Since "society" can be arbitrarily defined (the recent "Quebecois are a nation within a united Canada" flap being a perfect case in point; who are the Quebecois?), any system which places the group over the individual is clearly going in the wrong direction insofar as protecting and upholding the individual is concerned. Who after all is defining "society" and what is important to that "society"?

I think you are being intentionally obtuse in your argument here.  :-\ 

Take a look around you, we individuals within society already agree that the whole is greater than the sum of its parts.  Don’t believe me? Go ahead and scream “Fire” in a crowded theater and see if our society doesn’t act in the interest of the individuals within it and make you pay for your antics. 

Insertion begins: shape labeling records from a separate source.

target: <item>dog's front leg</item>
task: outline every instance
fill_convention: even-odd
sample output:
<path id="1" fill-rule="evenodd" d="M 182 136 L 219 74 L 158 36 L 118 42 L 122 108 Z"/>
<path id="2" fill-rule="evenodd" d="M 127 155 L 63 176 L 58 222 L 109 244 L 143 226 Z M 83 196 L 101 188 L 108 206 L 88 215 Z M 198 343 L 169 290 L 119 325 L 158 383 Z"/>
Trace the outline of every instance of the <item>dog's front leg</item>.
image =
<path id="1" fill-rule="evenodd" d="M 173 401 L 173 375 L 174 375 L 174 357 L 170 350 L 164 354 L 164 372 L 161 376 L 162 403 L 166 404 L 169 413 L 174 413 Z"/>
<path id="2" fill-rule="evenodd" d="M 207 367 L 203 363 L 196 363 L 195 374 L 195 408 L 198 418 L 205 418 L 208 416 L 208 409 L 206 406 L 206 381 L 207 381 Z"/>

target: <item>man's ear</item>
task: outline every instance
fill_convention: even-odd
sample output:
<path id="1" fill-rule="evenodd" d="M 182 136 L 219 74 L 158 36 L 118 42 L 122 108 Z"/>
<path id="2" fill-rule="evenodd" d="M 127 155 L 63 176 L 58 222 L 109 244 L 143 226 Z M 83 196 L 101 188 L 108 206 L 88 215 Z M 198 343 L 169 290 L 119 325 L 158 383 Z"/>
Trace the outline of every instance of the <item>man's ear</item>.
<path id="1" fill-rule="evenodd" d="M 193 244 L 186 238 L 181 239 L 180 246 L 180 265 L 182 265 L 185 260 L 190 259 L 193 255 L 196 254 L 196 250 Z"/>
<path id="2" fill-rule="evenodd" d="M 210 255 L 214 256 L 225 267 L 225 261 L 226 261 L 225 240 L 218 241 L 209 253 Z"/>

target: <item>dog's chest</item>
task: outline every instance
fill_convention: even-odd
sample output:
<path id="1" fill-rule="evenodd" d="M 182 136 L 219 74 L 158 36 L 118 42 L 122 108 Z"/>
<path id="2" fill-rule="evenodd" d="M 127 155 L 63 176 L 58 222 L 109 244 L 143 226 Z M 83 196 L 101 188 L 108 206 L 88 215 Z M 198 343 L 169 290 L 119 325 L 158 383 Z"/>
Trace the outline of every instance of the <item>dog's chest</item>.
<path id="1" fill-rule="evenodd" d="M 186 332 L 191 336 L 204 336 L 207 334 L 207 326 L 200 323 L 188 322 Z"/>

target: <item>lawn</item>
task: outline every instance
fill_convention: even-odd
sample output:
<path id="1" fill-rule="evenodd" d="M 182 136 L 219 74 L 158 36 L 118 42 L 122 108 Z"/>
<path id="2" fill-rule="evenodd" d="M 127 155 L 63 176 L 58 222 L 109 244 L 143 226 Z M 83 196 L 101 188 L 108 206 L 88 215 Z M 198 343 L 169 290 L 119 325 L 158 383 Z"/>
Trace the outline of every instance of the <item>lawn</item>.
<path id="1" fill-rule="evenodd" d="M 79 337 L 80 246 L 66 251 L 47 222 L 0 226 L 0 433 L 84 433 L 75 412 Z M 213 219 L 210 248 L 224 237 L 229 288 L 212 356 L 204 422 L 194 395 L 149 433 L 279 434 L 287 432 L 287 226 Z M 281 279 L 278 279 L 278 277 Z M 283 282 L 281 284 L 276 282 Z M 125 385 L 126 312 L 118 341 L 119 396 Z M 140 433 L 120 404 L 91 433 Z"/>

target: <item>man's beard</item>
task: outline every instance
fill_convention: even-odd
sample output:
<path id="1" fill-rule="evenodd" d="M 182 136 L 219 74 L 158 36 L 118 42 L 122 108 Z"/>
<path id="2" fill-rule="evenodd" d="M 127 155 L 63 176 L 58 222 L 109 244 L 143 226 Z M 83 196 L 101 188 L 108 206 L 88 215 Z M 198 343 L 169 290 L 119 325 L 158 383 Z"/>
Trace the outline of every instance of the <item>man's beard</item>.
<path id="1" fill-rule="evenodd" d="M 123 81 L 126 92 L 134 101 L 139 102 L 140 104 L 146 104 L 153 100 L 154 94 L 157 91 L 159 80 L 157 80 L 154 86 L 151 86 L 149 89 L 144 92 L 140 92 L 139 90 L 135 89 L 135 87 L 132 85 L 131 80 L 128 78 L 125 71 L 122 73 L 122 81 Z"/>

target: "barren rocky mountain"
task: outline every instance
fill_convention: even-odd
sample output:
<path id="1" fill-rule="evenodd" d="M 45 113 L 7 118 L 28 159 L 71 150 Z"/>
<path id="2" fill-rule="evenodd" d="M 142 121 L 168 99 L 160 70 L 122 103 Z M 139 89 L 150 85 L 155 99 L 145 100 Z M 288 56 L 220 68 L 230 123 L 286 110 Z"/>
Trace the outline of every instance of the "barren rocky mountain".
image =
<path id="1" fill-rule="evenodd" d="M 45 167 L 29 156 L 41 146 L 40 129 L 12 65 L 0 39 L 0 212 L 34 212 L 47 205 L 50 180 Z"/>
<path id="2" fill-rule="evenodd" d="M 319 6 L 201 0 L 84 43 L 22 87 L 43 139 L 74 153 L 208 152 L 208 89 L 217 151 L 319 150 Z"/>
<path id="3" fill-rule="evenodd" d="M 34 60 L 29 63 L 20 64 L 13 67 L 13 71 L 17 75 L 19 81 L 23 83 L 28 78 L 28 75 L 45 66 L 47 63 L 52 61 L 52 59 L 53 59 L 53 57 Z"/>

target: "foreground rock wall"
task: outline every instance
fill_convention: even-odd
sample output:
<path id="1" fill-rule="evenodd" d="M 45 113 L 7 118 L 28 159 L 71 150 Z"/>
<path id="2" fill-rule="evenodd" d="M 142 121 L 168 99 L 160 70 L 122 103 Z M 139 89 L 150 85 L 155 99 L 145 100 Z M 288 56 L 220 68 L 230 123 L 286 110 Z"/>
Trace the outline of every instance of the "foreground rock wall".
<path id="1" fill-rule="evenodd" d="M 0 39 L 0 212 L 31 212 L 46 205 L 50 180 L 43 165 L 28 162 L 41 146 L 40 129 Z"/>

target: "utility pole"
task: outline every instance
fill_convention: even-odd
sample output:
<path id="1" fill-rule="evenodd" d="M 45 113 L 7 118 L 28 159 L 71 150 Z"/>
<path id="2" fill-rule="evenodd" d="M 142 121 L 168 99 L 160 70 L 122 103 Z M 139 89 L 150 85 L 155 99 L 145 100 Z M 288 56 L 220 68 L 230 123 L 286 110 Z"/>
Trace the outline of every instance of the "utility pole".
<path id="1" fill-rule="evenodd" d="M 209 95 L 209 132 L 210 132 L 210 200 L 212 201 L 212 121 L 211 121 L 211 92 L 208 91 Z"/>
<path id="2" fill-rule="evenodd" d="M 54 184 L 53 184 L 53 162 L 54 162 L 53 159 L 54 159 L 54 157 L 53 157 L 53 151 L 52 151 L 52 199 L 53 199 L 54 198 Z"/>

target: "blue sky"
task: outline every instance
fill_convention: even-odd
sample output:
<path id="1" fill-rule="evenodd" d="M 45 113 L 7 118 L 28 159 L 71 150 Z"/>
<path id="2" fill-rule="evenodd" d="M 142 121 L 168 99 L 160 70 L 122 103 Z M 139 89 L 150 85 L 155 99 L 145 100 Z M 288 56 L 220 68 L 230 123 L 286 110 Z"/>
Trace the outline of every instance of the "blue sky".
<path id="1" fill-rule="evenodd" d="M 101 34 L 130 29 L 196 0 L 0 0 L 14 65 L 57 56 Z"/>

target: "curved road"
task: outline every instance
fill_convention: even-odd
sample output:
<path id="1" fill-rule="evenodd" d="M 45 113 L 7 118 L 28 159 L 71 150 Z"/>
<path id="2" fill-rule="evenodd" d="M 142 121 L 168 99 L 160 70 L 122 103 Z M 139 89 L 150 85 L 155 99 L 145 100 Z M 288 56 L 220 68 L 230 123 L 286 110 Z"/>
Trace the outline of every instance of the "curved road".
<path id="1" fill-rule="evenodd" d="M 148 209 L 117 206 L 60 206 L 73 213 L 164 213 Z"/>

Of course our societies are not all the same, each individual belongs to a myriad of “societies” within this country.  From the most basic society of family, to gender, race, ideology, heritage, city, province and yes, even nation. 

Of all the obscure societies I’ve named “nation” is possibly the most obscure.  But it does exist and we all, more or less, agree with the caveats that we as a society have placed over and above the rights of individuals.  Were it not so this country would be a libertarians wet dream.

As to who is defining the society well, I would have thought you knew the answer to that one… Our elected governments attempt to, but in reality we all are every time we vote, or write an MP or letter to the editor or create a blog, post on a public website forum or even talk to another person.